In dit nieuwsbericht bespreken we de voornaamste wijzigingen.

1. Algemene bepalingen (art. 58 - art. 61/1/5 Vw)

1.1. Voorwaarden voor verblijf als student

a) Het volgen van een uniek voorbereidend jaar (art. 58, 5° Vw)

Een verblijfsmachtiging als student bekomen in het kader van een voorbereidend jaar, zal vanaf academiejaar 2022–2023 mogelijk zijn voor zover deze opleiding ook uitgaat van een erkende instelling voor hoger onderwijs en maximaal één jaar in beslag neemt.

Tot academiejaar 2021–2022 kon een zevende jaar beroepssecundair onderwijs (voorafgaand aan een HBO5-opleiding) of een taalopleiding bij een centrum voor volwassenenonderwijs (CVO) ook in aanmerking komen. Uit een schriftelijk antwoord aan het AgII blijkt dat Dienst Vreemdelingenzaken (DVZ) bovendien niet van plan is een alternatieve aanvraag op grond van artikel 9 Verblijfswet in overweging te nemen.

b) Ouderlijke toestemming (art. 60, §3, 4° Vw)

Wie nog geen 18 jaar is op het ogenblik van de aanvraag zal een schriftelijke toestemming van ouders of wettelijke voogd moeten voorleggen.

c) Uittreksel strafregister of gelijkwaardig document (art. 60, §3, 8° Vw)

De leeftijdsvereiste voor een attest van goed gedrag en zeden verlaagt van 21 naar 18 jaar.

d) Bewijs van voldoende bestaansmiddelen (art. 61 Vw)

De student kan op drie manieren voldoende bestaansmiddelen aantonen:

  • Een attest betreffende beurs of lening voor zover afkomstig van een internationale of nationale overheid, gemeenschap, gewest, provincie of gemeente, of instelling van hoger onderwijs. Een Belgische of vreemde rechtspersoon zoals omschreven in de omzendbrief van 15 september 1998, is geschrapt.
  • Een verbintenis tot tenlasteneming door een natuurlijke persoon. Deze zal vanaf nu gelden voor de duur van het toegestane verblijf én vermeerdert met 12 maanden. Ook hier is de ‘Belgische of vreemde rechtspersoon’ geschrapt, maar komt er een uitbreiding van welke natuurlijke personen in aanmerking komen om zich garant te stellen:
      • Belg
      • Unieburger met verblijfsrecht van meer dan 3 maanden in België of een andere lidstaat
      • derdelander met verblijfsrecht van onbepaalde duur in België of een andere lidstaat
      • familielid tot de derde graad in België of buitenland zonder toevoeging van verblijfsvoorwaarde
  • Enig ander bewijsmiddel van voldoende bestaansmiddelen, waaronder toelage, subsidies, tewerkstelling als student,…

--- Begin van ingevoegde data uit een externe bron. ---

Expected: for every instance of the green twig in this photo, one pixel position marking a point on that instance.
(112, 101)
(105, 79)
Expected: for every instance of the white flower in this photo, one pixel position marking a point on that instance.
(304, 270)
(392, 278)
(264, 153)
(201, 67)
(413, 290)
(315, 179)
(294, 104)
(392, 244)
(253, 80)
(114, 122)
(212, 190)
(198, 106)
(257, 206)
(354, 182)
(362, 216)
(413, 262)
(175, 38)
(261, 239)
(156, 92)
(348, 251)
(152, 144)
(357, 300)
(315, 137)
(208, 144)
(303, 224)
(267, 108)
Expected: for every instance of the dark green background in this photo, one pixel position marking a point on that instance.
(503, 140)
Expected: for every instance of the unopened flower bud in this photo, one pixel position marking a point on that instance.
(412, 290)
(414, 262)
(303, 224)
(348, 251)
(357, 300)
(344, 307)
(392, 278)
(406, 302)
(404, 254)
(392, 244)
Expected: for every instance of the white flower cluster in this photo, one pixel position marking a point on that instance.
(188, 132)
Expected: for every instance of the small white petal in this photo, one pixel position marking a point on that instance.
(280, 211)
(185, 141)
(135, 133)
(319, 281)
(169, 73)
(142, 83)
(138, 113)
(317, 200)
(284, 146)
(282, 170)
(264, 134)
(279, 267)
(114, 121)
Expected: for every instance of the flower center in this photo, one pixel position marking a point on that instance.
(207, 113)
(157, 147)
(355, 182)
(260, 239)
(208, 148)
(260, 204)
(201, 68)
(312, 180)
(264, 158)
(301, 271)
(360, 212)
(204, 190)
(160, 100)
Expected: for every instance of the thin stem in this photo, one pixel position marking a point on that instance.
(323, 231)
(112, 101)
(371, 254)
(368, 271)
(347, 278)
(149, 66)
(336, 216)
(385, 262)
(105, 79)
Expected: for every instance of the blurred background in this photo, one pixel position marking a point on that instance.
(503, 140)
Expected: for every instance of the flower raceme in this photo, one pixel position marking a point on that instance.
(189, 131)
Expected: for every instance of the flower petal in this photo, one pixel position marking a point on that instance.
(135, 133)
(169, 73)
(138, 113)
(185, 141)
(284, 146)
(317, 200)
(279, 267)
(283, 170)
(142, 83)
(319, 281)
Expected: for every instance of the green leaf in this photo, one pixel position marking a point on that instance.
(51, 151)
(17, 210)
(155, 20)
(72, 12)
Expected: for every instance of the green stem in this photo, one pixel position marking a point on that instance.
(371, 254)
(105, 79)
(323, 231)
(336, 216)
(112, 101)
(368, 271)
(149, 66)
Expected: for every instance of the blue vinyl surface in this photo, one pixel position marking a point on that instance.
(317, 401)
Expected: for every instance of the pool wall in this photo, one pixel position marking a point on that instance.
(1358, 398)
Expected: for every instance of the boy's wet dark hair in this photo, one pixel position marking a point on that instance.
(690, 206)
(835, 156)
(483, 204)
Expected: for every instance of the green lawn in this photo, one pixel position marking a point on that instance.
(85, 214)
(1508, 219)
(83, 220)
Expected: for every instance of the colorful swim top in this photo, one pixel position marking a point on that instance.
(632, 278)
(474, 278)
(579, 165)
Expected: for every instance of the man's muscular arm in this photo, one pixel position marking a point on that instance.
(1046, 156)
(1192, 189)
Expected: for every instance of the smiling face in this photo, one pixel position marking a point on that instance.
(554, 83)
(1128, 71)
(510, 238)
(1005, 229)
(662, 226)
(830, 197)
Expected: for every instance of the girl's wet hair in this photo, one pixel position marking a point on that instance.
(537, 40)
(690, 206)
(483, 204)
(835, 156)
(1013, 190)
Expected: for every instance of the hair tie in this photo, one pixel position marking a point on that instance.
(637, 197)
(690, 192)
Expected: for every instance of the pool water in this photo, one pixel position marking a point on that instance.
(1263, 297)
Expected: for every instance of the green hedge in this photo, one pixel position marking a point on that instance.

Een bijkomend koninklijk besluit moet verder de minimumbedragen, het vereiste attest voor beurs of lening, het model van de verbintenis tot tenlasteneming en de voorwaarden regelen waaraan de garant moet voldoen.

Elke beoordeling van de bestaansmiddelen moet gebaseerd zijn op individueel onderzoek.

1.2. Procedurebepalingen

a) Plaats van indienen van de aanvraag (art. 60, §1 en §2 Vw)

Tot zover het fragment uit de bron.